4. Rush: Beyond the Lighted Stage
Since this actually did hit theaters, I don't feel too weird about putting it here. It's a pretty standard band doc, but it was directed by Sam Dunn of Flight 666 and Metal: A Headbanger's Journey fame, so it's naturally very well-made. I learned a lot about one of my favorite bands, and while I would have liked a little more music in it, it was still a very interesting movie.
3. Once Brothers
This perhaps belongs a bit less than the Rush movie since it only ever aired on television and is part of a series of documentaries, but it was the only 30 for 30 film I was able to watch in 2010, so I'll count it. While Once Brothers bums me out because I half-intended to write the story it tells in book form, it's still a brilliant exploration of the fallout between former Yugoslav basketball teammates (principally Vlade Divac and Drazen Petrovic) divided by that country's civil war. The filmmaking techniques are a little bland – it's directed by "NBA Entertainment" rather than a human being – but the story it tells is consistently riveting.
It's inevitable that I'll get around to it since every review I've read says it, so I'll get it out of the way now: Restrepo is the documentary version of The Hurt Locker. While the former takes place in Afghanistan and the latter in Iraq, the two films are structured fairly similarly. Restrepo documents one year in the life of a platoon stationed in Afghanistan's Korangal Valley, the place CNN dubbed "the most dangerous place on Earth." It's the best insight on the War on Terror I've ever seen, and it very briefly made me want to enlist – that's how powerful its depiction of our troops in the Middle East is.
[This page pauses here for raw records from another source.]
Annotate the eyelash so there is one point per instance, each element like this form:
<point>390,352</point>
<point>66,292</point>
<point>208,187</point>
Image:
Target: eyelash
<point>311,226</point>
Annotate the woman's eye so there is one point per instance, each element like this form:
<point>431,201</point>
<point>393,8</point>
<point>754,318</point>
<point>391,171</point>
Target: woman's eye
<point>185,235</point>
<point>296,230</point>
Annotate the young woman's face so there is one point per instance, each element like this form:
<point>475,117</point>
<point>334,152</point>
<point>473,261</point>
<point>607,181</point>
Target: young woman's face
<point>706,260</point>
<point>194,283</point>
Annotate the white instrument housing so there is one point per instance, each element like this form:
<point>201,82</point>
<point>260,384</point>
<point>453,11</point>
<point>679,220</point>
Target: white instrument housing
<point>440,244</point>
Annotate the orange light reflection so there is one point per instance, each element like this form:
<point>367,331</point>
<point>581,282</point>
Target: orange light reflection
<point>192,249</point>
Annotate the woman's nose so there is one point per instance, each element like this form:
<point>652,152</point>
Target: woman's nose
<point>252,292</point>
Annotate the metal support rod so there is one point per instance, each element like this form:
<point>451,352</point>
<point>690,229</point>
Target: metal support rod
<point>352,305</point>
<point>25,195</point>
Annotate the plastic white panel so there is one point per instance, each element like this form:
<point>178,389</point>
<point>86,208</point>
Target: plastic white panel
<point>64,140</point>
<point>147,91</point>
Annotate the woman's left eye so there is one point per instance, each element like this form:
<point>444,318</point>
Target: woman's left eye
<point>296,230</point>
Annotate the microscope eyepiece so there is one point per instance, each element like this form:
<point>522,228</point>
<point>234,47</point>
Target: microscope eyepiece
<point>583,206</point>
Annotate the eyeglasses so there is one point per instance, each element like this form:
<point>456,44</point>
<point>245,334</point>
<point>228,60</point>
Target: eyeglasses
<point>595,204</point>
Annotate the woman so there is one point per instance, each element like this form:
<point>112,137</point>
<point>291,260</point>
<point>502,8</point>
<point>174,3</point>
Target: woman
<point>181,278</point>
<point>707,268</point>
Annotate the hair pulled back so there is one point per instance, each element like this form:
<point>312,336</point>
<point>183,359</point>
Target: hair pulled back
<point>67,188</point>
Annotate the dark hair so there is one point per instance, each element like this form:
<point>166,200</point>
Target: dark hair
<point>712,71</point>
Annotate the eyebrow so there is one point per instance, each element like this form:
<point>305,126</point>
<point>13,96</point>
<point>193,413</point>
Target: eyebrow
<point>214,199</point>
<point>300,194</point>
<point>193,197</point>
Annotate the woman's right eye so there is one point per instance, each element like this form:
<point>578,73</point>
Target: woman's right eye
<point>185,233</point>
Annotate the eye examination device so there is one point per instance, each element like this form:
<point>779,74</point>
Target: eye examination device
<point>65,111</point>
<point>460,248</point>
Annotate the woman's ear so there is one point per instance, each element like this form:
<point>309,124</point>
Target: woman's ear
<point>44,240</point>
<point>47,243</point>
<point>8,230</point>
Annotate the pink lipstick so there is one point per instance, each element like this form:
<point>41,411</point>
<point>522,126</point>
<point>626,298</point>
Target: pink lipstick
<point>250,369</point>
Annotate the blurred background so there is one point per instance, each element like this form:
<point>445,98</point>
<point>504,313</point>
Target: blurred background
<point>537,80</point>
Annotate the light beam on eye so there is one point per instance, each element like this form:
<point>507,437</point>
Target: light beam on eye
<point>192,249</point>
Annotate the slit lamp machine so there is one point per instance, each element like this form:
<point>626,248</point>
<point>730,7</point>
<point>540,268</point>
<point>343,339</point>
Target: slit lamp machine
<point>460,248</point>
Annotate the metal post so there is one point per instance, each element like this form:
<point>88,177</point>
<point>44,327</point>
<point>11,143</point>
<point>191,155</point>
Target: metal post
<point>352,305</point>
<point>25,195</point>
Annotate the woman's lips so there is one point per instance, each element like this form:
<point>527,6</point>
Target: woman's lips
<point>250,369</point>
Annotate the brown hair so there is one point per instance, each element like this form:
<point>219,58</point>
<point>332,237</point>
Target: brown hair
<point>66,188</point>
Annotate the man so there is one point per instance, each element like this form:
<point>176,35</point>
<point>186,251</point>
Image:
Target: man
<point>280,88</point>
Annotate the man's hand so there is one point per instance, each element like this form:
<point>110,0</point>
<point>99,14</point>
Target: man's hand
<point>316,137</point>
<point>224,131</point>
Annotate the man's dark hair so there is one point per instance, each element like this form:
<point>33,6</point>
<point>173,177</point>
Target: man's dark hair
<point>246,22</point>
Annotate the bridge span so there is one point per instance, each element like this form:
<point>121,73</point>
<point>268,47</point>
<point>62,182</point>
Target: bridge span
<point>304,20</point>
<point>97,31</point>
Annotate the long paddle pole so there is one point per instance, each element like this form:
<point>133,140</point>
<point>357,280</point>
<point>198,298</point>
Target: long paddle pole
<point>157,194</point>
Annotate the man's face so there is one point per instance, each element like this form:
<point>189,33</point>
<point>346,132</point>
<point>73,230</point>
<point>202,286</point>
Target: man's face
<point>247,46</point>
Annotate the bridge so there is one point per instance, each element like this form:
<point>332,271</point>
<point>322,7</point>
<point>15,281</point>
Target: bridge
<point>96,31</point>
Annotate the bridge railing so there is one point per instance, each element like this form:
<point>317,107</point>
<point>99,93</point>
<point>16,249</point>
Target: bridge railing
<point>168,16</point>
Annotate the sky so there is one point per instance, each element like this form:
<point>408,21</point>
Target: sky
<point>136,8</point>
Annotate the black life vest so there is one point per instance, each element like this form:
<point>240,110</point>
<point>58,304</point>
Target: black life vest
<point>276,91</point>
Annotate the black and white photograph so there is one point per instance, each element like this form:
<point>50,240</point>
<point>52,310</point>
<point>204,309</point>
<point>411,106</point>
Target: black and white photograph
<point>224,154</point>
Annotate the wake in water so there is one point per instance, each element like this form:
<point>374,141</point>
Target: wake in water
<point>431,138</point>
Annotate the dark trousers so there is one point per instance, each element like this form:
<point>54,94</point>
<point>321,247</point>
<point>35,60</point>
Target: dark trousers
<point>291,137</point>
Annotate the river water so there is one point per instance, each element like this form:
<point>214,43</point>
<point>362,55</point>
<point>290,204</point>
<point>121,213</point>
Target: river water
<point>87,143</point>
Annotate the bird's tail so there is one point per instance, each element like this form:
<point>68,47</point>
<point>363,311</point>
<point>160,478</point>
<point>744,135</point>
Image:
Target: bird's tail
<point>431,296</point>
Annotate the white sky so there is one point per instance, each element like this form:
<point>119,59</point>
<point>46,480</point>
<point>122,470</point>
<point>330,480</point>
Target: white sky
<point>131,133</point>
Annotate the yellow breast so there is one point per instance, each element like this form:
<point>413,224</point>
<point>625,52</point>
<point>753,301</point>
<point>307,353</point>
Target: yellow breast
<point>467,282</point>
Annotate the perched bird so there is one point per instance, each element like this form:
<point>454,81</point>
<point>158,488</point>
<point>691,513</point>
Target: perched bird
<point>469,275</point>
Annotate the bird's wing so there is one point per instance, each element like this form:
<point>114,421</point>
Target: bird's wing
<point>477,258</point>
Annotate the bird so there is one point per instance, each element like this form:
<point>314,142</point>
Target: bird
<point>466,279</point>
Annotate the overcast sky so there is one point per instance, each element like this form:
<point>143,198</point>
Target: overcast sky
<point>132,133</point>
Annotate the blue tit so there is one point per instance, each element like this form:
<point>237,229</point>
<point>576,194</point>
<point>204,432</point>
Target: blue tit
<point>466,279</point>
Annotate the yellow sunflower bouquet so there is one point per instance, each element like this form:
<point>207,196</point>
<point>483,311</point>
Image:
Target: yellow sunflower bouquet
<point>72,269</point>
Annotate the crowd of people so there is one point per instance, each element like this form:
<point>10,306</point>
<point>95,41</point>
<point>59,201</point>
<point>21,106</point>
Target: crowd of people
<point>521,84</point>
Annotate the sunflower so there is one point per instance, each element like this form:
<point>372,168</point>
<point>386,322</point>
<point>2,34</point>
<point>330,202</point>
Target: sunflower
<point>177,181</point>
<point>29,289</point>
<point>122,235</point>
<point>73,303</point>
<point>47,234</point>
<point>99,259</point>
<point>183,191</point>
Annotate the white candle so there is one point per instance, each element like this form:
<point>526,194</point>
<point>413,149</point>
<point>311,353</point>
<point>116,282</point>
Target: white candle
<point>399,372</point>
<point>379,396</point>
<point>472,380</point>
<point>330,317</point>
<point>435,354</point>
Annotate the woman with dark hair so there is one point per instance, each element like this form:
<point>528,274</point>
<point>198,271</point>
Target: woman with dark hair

It's an unflinchingly honest film, and in most years, it would be my favorite documentary.
1. Exit Through the Gift Shop
The only 2010 doc I saw that was able to top the greatness of Restrepo was Exit Through the Gift Shop, a seemingly straightforward documentary about street art that has stirred up more controversy than perhaps any other movie this year. Directed by infamous British street artist Banksy, the film follows French filmmaker/possible sociopath Thierry Guetta as he goes from documentarian of the street art movement to bona fide street artist. Whether Mr. Brainwash, Guetta's artist alter ego, is actually real or not, is the film's principle question, and while Banksy insists that he is, it's as though he's winking under that trademark hoodie of his, leaving it intentionally open to the viewer's interpretation. Whether some of Exit Through the Gift Shop is fabricated or not, it's the most riveting documentary of the year, and well worth anyone's ninety minutes.